AI Pioneers Win Nobel Prize for Protein Breakthroughs
Facts
- After the Nobel Prize in Physics went to two artificial intelligence (AI) researchers this week, the 2024 Nobel Prize in Chemistry has been split between David Baker, Demis Hassabis, and John Jumper for their work on protein structures and design.[1][2]
- Hassabis and Jumper — from Google DeepMind — shared the roughly $1M prize for developing AlphaFold, an AI model that can predict the structure of virtually all 200M known proteins, solving a 50-year-old problem in mere hours.[3][4]
- Baker, from the University of Washington, created software called Rosetta for designing new proteins with specific functions, opening up multiple possibilities for pharmaceuticals, vaccines, nanomaterials, and sensors.[2][3]
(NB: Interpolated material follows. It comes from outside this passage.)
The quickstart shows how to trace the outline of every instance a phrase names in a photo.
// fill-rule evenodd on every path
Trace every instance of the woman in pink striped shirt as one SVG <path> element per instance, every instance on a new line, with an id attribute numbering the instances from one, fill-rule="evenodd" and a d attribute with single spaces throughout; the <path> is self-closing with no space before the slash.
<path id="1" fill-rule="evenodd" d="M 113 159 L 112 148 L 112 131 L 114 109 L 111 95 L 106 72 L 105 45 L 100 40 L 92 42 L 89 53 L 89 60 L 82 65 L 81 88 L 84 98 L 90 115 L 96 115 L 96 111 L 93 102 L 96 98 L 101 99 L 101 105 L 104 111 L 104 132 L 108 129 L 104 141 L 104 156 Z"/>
- The Nobel Committee praised the laureates for cracking 'the code for proteins' amazing structures,' highlighting the vast potential of their discoveries for advancing scientific research.[5][4]
- AlphaFold has been used by over 2M researchers across 190 countries since DeepMind released Alphafold2 in 2020, accelerating critical work in enzyme design and pharmaceuticals. It also has a free-to-access database of microscopic protein structures.[5][6]
- As all diseases, including cancer and COVID-19, are linked to protein structures, scientists have been trying to predict these 3-D structures since the 70s by analyzing genetic sequences.[6][4]
Sources: [1]New York Times, [2]Guardian, [3]New Scientist, [4]Daily Mail, [5]Business Insider and [6]TechCrunch.
Narratives
- Narrative A, as provided by Economist. While some may be skeptical of what appears to be computer scientists and biologists winning a Nobel Prize in chemistry, such category mixing has occurred before. This year's wave of AI-related Nobel winners is also a testament to the broad scope of machine learning, a technology capable of solving human health problems at the microscopic level.
- Narrative B, as provided by Youtube and AI in Healthcare. Besides the fact that AI is blurring the lines of what constitues a Nobel Prize worthy invention, its growing use in medicine is what's really startling. As smaller companies and lesser-known researchers get left behind, AI is helping Big Pharma get more rich and powerful. Science should be about the best and brightest, not about profits or shiny new toys.